Astaga! Jadi itu yang membuat Kinara murung tadi. Aku kira apa.
Aku bukannya malu dengan penampilan Kinara, karena mau pakai apa saja, Kinara sama saja, karena semua pakaiannya tidak ada yang menarik menurutku. Selalu kedodoran pastinya.
“Kamu cantik kok, Sayang. Kamu sama sekali gak membuat Tante dan Bian malu. Iya ‘kan, Sayang?” tanya Mama padaku. Dan tanpa pikir panjang aku menganggukkan kepalaku.
“Lebih baik kita berangkat sekarang saja. Nanti keburu semakin siang,” ajak Mamaku.
Kinara menganggukkan kepalanya, dia lalu menatapku sekilas, setelah itu kembali menatap Mama ku.
“Kalau begitu Ara ambil tas Ara dulu,” pamitnya lalu beranjak dari duduknya dan melangkah menuju kamar yang ada di sebelah ruangan ini, dan aku yakin itu adalah kamarnya.
Tidak sampai lima menit, Kinara kembali ke ruang tamu, dengan tas selempang yang sudah mengalung ke samping di tubuh Kinara.
“Kita berangkat sekarang,” ajakku dan langsung mendapat anggukkan kepala dari Mama dan Kinara.
Kami keluar dari rumah Kinara. Aku dan Mama langsung menuju mobil, tapi Kinara berhenti di depan pintu untuk mengunci pintu rumahnya terlebih dahulu. Setelah itu aku melihat dia melangkah menuju mobil.
Mama memilih untuk duduk di belakang, sedangkan Kinara duduk di sebelahku. Awalnya Kinara menolak, tapi aku tau bagaimana Mamaku. Dia pasti akan memaksa Kinara untuk mau duduk di depan bersamaku, dan akhirnya berhasil.
Aku melirik Kinara sekilas, sebelum aku melajukan mobilku. Dari samping dia terlihat sangat cantik, apalagi dengan pipinya yang cabi, semakin menggemaskan menurutku.
“Bian, kok gak jalan-jalan mobilnya?
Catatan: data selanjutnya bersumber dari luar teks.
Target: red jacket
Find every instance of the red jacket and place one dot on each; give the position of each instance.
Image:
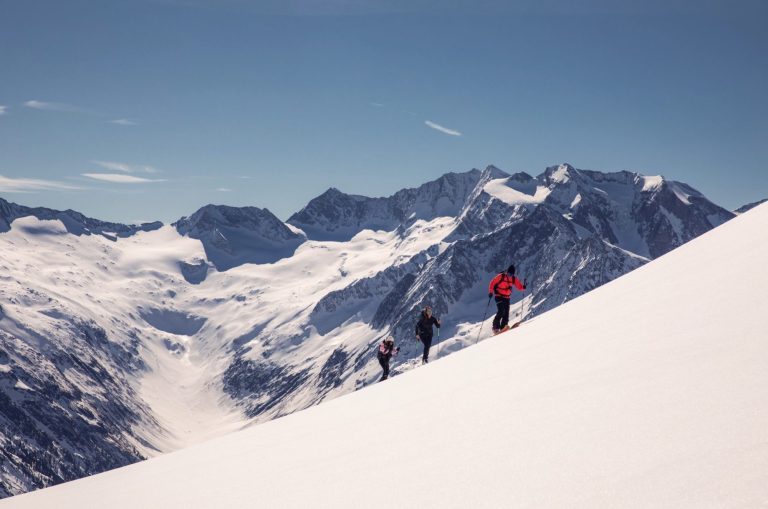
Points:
(501, 285)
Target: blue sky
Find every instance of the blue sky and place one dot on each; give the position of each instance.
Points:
(149, 109)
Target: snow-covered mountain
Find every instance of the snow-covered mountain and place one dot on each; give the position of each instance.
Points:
(74, 222)
(750, 206)
(647, 392)
(233, 236)
(230, 317)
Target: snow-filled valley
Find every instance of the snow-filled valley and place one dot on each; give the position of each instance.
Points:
(119, 343)
(650, 391)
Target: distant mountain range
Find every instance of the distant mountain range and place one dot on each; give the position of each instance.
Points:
(120, 342)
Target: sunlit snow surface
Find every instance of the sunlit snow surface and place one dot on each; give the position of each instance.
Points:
(651, 391)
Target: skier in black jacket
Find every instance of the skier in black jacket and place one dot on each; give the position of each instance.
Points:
(386, 351)
(424, 331)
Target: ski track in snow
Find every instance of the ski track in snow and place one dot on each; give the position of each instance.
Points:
(649, 391)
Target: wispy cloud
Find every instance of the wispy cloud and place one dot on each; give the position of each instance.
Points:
(127, 168)
(23, 185)
(442, 129)
(117, 178)
(123, 121)
(46, 106)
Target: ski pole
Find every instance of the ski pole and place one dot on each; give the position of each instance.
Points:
(485, 314)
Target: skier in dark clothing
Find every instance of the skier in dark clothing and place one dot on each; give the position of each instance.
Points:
(501, 288)
(424, 331)
(387, 350)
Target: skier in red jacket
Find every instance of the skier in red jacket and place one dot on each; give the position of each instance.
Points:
(501, 288)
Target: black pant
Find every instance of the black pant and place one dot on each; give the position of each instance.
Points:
(384, 361)
(427, 341)
(501, 319)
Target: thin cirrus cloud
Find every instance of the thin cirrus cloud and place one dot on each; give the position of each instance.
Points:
(117, 178)
(24, 185)
(442, 129)
(127, 168)
(46, 106)
(123, 121)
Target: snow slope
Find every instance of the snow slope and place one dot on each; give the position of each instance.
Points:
(650, 391)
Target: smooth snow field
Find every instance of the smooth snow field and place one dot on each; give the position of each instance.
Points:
(651, 391)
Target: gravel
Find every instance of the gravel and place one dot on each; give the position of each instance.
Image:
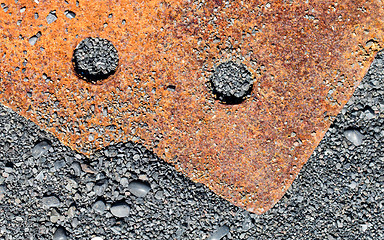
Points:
(139, 188)
(60, 234)
(337, 195)
(120, 209)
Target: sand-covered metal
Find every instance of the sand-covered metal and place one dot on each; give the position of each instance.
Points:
(306, 58)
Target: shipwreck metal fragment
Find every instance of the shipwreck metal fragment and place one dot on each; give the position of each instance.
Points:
(306, 58)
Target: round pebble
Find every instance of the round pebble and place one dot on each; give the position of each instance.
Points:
(120, 209)
(41, 148)
(219, 233)
(95, 59)
(60, 234)
(99, 206)
(354, 136)
(139, 188)
(50, 201)
(231, 82)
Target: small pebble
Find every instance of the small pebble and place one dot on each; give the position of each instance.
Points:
(60, 234)
(99, 206)
(69, 14)
(120, 209)
(219, 233)
(40, 149)
(354, 136)
(51, 201)
(139, 188)
(51, 17)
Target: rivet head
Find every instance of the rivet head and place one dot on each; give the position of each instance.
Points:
(95, 59)
(231, 82)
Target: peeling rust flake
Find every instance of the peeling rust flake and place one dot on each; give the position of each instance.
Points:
(305, 59)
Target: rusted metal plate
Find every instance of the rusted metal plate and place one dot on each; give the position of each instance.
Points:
(306, 58)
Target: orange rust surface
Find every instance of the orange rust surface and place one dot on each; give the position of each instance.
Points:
(307, 59)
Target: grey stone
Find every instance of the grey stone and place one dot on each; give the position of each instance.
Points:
(231, 82)
(99, 206)
(100, 187)
(41, 148)
(219, 233)
(51, 17)
(354, 136)
(60, 234)
(69, 14)
(3, 189)
(120, 209)
(50, 201)
(95, 59)
(139, 188)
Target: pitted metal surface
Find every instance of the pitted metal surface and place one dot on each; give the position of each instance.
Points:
(306, 60)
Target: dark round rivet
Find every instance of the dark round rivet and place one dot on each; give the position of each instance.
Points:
(95, 59)
(231, 82)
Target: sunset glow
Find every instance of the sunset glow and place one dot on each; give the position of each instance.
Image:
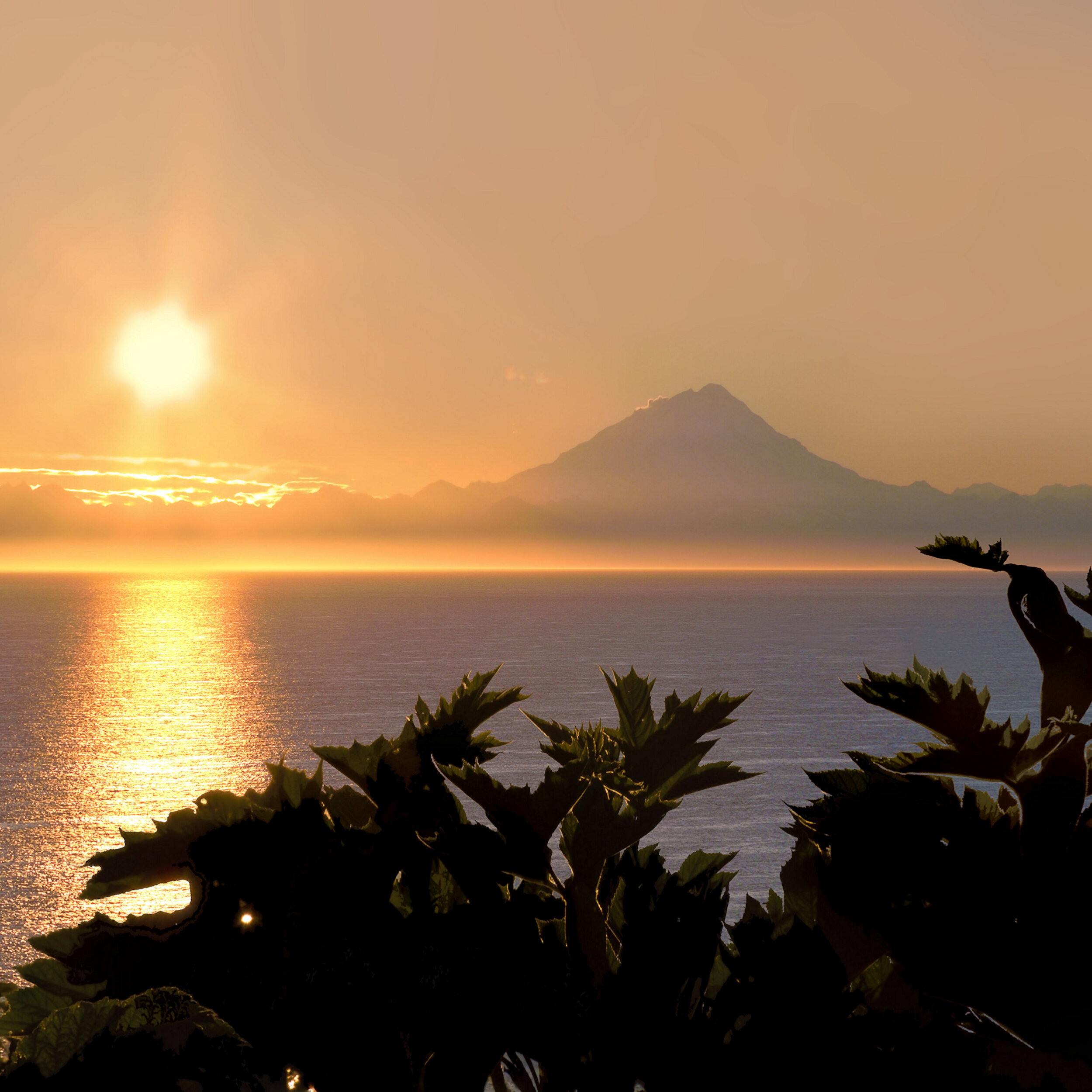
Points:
(163, 355)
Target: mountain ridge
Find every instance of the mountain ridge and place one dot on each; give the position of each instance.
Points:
(698, 468)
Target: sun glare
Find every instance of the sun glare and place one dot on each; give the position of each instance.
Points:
(163, 355)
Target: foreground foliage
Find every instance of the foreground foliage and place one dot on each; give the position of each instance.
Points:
(372, 936)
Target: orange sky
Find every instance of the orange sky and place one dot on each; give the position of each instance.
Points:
(451, 241)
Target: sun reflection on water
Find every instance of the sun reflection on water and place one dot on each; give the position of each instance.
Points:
(175, 685)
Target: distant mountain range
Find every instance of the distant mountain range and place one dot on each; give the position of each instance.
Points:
(699, 467)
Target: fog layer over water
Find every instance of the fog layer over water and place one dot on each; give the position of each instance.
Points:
(123, 698)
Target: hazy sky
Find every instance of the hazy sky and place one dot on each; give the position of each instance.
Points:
(451, 241)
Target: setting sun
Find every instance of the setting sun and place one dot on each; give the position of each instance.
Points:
(163, 355)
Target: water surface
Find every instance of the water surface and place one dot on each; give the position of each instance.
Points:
(123, 698)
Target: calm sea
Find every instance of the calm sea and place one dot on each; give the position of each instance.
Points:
(123, 698)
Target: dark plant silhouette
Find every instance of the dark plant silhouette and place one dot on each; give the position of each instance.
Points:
(370, 936)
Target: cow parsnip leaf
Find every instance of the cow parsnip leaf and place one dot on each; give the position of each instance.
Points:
(968, 552)
(1082, 600)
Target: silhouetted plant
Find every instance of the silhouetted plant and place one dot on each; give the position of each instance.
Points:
(372, 936)
(969, 908)
(375, 934)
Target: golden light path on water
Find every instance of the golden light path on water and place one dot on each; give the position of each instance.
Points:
(171, 664)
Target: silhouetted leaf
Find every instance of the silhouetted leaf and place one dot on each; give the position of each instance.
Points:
(968, 552)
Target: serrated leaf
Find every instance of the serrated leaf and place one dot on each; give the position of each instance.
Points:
(525, 819)
(968, 552)
(1082, 600)
(350, 807)
(705, 870)
(28, 1007)
(54, 978)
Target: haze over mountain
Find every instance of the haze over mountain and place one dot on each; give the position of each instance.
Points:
(699, 469)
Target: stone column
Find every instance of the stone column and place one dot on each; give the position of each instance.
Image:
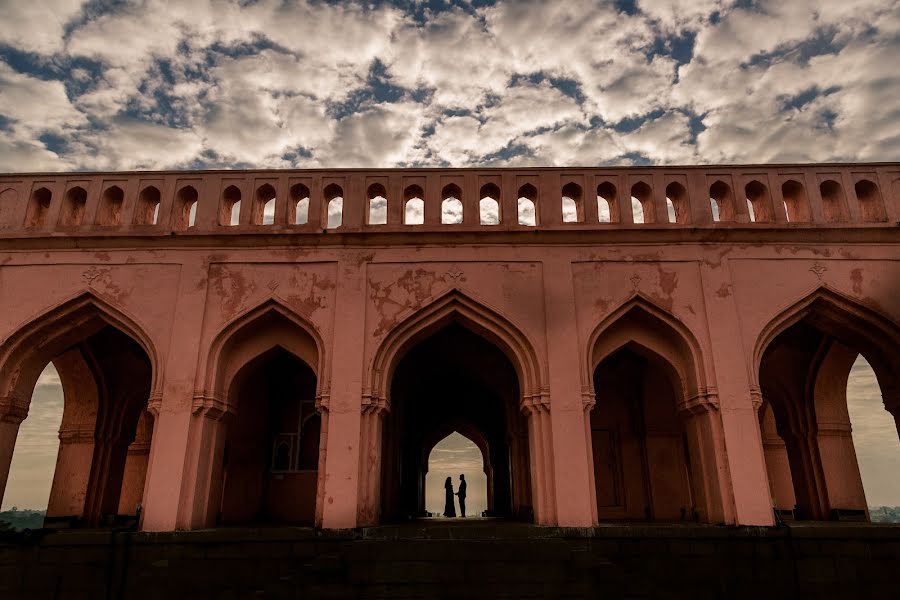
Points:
(572, 465)
(168, 493)
(73, 469)
(131, 496)
(742, 466)
(540, 446)
(341, 492)
(371, 428)
(706, 448)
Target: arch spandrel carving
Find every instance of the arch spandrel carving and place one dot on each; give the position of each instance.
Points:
(678, 350)
(25, 352)
(455, 306)
(850, 321)
(249, 335)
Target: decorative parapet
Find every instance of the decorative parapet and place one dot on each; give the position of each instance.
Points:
(208, 202)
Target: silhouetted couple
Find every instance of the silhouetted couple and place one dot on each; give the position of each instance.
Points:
(449, 504)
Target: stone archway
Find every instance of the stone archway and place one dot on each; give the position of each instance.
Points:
(106, 366)
(474, 435)
(262, 387)
(453, 379)
(804, 357)
(515, 416)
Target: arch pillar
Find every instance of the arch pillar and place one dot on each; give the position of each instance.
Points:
(371, 450)
(708, 462)
(131, 497)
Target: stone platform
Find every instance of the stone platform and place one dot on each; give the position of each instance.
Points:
(479, 560)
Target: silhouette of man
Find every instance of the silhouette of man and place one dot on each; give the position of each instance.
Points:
(462, 495)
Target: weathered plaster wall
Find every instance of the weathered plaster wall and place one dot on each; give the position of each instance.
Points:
(721, 283)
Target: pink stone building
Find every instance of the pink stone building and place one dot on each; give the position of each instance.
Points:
(299, 365)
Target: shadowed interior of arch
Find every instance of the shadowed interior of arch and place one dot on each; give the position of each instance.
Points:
(454, 380)
(102, 385)
(816, 379)
(270, 454)
(454, 455)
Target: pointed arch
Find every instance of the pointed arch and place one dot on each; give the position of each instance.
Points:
(251, 334)
(655, 331)
(850, 322)
(25, 353)
(467, 430)
(455, 306)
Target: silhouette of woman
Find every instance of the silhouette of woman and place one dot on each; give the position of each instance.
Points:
(449, 504)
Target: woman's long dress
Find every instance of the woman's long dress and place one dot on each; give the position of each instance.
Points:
(449, 502)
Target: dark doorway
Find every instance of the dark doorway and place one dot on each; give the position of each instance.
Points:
(641, 467)
(272, 443)
(454, 380)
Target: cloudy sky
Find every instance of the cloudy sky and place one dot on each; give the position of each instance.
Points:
(109, 84)
(112, 84)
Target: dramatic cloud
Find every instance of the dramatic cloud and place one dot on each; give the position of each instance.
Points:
(213, 83)
(160, 84)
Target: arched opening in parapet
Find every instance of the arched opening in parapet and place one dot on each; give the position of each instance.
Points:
(649, 453)
(9, 203)
(147, 210)
(230, 214)
(81, 454)
(677, 203)
(270, 456)
(74, 204)
(377, 197)
(413, 205)
(796, 204)
(721, 201)
(871, 204)
(454, 380)
(527, 205)
(834, 204)
(334, 206)
(759, 204)
(826, 374)
(641, 203)
(38, 208)
(572, 203)
(607, 206)
(451, 205)
(111, 203)
(299, 209)
(185, 208)
(454, 455)
(489, 205)
(264, 206)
Apa yang sedang kamu tunggu? Setelah menikah nanti, kamu akan puas menatap wajah Kinara,” goda Mamaku yang sontak membuatku sangat malu.
Apalagi saat aku melihat senyuman mulai terbit dari wajah cantik yang saat ini duduk di sampingku. Aku tidak ingin Mama semakin membuatku malu lagi. Aku pun mulai melajukan mobilku keluar dari halaman rumah Kinara.
Aku fokus menatap ke depan, karena aku tidak berani menatap wajah Kinara lagi meskipun hanya sekilas. Takut satpam yang saat ini duduk di kursi penumpang belakang kembali berceloteh. Belum lagi apa yang dipikirkan Kinara tentangku nanti.
Tak butuh waktu lama, sekitar satu jam, kami akhirnya sampai di butik langganan Mama. Butik itu sangat terkenal, bahkan pakaian yang di jual di butik itu dijamin kualitasnya.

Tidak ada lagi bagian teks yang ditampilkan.